Im Bereich IT-Infrastruktur und -Support wird diese Entwicklung sogar noch deutlicher: Während Junior-Stellen um mehr als 40 Prozent seltener ausgeschrieben werden als noch 2020, hat sich die Zahl der Senior-Positionen in diesem Bereich um 27 Prozent erhöht. Dass Unternehmen zunehmend auf erfahrene Tech-Fachkräfte setzen, zeigt sich auch beim Blick auf die geforderten Berufserfahrungen in US-Stellenausschreibungen. Zwischen dem zweiten Quartal 2022 und dem zweiten Quartal 2025 stieg der Anteil von allen Tech-Stellenanzeigen, die mindestens fünf Jahre Erfahrung voraussetzen, von 37 auf 42 Prozent. Zum Vergleich: In anderen Berufsfeldern wie Marketing oder Human Resources sank der Anteil der Stellen für Fachkräfte mit mehr als fünf Jahren Erfahrung im selben Zeitraum von 15 auf 11 Prozent. Dass diese Entwicklung zuerst im Tech-Sektor sichtbar wird, könnte womöglich auf den frühen und umfassenden KI-Einsatz in der Branche zurückzuführen sein. Auffällig bei dieser Entwicklung ist zudem der zeitliche Zusammenhang: Während die Zahl der Tech- Stellen bereits seit Mitte 2022 zurückging, stiegen die Anforderungen an Berufserfahrung erst Anfang 2023, also kurz nach der Veröffentlichung von ChatGPT-3. Parallel dazu legten KI-nahe Jobprofile wie Machine Learning Engineers deutlich zu: Im Vergleich zu 2020 stieg die Zahl entsprechender Ausschreibungen um 56 Prozent. Mit einem Mediangehalt von rund 260.000 US-Dollar zählen diese Jobs zudem mittlerweile zu den bestbezahlten der gesamten Branche.
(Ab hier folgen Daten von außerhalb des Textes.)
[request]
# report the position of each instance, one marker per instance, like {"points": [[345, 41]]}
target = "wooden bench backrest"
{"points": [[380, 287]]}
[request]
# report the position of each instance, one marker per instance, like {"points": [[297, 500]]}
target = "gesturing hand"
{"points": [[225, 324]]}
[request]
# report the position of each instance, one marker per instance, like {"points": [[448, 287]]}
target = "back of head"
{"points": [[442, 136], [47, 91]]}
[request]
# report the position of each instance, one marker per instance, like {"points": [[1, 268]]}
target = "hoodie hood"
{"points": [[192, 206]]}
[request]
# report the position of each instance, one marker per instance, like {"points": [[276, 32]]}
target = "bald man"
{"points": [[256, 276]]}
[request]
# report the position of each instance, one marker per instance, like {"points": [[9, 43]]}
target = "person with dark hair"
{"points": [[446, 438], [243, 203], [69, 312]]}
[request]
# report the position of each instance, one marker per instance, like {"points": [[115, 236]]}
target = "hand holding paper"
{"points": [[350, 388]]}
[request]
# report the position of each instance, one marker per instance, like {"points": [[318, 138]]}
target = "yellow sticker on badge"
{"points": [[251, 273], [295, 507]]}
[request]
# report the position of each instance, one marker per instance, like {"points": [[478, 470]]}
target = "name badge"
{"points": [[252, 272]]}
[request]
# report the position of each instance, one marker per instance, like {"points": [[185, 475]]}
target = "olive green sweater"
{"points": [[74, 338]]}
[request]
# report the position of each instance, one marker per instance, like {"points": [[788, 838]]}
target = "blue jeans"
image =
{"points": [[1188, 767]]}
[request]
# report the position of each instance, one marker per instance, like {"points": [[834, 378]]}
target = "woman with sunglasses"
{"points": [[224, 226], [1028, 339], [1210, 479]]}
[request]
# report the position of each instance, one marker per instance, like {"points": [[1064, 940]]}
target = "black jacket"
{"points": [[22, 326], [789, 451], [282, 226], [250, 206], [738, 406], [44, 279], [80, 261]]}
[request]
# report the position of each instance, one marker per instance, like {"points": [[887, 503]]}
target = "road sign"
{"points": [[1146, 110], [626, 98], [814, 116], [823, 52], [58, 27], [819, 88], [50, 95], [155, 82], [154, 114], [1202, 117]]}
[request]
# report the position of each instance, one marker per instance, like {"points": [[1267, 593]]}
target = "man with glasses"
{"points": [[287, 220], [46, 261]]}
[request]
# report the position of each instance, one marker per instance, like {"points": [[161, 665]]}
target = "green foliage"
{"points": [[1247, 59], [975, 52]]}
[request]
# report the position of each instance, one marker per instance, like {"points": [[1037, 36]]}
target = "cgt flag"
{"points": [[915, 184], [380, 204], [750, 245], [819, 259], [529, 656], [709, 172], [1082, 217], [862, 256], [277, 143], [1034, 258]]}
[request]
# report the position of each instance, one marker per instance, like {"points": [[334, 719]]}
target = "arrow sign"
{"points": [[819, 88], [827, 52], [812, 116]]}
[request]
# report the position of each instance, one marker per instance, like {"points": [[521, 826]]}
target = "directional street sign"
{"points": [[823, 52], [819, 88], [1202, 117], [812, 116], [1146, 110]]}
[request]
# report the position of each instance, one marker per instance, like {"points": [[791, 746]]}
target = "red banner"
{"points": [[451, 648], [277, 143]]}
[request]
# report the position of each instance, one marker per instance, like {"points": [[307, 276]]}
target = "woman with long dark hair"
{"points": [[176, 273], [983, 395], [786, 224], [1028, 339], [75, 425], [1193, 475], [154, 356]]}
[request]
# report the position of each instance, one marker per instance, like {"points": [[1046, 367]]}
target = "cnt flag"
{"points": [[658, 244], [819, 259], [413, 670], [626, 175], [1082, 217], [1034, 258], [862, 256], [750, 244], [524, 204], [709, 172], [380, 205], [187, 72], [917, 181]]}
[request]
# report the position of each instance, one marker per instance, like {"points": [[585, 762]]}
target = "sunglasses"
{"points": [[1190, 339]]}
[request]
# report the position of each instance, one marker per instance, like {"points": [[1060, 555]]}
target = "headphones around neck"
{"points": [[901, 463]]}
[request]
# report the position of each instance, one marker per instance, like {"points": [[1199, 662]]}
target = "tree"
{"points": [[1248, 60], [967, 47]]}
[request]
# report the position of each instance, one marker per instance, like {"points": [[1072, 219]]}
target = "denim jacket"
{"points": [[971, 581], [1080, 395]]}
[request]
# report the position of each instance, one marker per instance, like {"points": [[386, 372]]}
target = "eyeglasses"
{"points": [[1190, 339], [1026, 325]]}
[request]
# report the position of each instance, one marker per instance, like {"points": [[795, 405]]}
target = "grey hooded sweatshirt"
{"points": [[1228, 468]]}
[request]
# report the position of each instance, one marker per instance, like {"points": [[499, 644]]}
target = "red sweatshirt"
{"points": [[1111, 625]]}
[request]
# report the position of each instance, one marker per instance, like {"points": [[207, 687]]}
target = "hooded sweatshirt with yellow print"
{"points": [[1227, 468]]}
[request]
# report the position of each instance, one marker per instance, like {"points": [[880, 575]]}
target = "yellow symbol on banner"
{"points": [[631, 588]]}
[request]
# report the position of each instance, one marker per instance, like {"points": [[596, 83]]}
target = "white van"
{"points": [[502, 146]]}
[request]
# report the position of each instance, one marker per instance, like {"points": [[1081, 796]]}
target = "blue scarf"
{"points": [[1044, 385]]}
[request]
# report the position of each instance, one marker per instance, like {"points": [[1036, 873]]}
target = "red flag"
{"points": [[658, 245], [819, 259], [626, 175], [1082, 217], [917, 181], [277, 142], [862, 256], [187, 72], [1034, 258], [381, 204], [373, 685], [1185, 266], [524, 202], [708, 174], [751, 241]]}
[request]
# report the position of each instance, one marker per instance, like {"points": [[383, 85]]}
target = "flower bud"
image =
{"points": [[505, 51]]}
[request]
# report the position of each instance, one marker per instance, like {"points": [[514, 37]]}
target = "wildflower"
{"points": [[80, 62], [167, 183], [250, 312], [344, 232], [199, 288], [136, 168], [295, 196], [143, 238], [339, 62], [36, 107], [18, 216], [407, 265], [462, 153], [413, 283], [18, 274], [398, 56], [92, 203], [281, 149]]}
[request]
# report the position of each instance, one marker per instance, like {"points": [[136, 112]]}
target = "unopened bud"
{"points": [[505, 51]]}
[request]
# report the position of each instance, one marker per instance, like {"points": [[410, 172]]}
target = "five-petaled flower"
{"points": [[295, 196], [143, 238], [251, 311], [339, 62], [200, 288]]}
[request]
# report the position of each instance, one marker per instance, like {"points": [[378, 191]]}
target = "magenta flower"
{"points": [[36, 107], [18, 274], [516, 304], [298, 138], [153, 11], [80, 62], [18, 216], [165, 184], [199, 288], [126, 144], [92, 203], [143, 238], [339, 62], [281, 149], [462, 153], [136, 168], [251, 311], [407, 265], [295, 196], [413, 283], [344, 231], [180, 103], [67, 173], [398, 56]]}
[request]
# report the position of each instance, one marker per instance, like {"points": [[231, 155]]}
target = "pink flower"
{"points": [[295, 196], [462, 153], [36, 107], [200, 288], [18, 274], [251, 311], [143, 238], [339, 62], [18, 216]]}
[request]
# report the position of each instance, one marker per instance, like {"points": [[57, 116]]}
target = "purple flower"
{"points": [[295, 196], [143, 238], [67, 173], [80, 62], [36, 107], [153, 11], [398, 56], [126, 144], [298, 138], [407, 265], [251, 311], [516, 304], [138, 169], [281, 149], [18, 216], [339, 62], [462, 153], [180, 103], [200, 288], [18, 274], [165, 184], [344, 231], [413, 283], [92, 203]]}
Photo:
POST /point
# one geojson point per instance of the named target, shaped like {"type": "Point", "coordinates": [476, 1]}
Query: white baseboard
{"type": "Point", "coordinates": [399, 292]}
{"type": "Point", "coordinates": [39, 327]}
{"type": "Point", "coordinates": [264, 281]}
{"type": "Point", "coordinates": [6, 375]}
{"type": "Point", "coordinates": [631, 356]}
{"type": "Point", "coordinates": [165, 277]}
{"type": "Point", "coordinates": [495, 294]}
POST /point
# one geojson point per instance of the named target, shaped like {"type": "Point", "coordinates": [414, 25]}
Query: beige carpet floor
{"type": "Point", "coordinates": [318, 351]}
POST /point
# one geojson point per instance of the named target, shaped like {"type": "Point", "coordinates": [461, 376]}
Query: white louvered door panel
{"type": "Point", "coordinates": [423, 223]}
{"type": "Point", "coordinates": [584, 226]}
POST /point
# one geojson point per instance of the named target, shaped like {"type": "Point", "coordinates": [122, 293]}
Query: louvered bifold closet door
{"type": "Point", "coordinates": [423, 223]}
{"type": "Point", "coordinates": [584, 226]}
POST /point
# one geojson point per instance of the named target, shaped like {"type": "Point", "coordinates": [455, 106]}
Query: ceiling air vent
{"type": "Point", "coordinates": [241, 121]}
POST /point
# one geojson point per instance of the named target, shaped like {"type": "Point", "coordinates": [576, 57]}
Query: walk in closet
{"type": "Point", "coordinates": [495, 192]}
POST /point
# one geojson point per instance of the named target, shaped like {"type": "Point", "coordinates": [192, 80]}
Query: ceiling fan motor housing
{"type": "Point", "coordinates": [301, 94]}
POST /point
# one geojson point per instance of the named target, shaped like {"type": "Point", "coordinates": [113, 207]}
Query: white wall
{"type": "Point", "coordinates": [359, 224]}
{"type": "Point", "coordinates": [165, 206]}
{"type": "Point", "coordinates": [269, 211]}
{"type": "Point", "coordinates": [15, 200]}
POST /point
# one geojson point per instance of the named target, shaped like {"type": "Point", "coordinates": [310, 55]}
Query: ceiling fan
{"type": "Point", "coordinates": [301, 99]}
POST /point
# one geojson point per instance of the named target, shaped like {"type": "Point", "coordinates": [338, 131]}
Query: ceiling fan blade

KI könnte auch Einstiegsjobs in Deutschland gefährden

“Der Stellenmarkt im US-Tech-Sektor liefert erste Evidenz dafür, dass Einstiegsjobs stärker vom Wandel durch KI betroffen sind als Stellen für Berufserfahrene. So ist der Rückgang bei Tech-Jobs mit geringen Erfahrungsanforderungen ausgeprägter als bei Rollen für erfahrene Fachkräfte. Viele Berufseinsteiger tun sich derzeit schwer, überhaupt einen Job zu finden. Gleichzeitig sehen wir, dass spezialisierte und KI-nahe Berufe mittlerweile nicht nur zu den wachstumsstärksten, sondern auch zu den bestbezahlten in der Tech-Branche zählen”, kommentiert Dr. Virginia Sondergeld, Ökonomin und Arbeitsmarktexpertin von Indeed. Sie ergänzt: “Die ersten Zahlen aus der deutschen Tech-Branche legen nahe, dass der Einsatz von KI auch hier eine Rolle beim Rückgang von Einstiegsjobs spielen könnte. Über diese erste Evidenz hinaus braucht es allerdings weitere Forschung, um den kausalen Zusammenhang zwischen der Ausbreitung von KI und der Entwicklung von Einstiegsjobs von konjunkturellen Faktoren zu separieren und auf andere Branchen zu verallgemeinern. Doch schon jetzt werden die möglichen Auswirkungen auf den Arbeitsmarkt sichtbar: Gerade für junge Talente dürfte der Wettbewerb um Einstiegsmöglichkeiten zunehmen. Klar ist aber auch: Ohne Berufseinsteiger von heute fehlen die Fachkräfte von morgen. Der demografische Wandel wird in den kommenden Jahren viele erfahrene Mitarbeitende aus dem Arbeitsmarkt abziehen. Umso wichtiger ist es, jungen Talenten den Einstieg zu ermöglichen und langfristige Entwicklungsperspektiven zu bieten. Unternehmen, auch in Deutschland, müssen sich daher fragen, wie sie Effizienzgewinne durch den Einsatz von KI realisieren können, ohne dabei den eigenen Nachwuchs aus dem Blick zu verlieren.”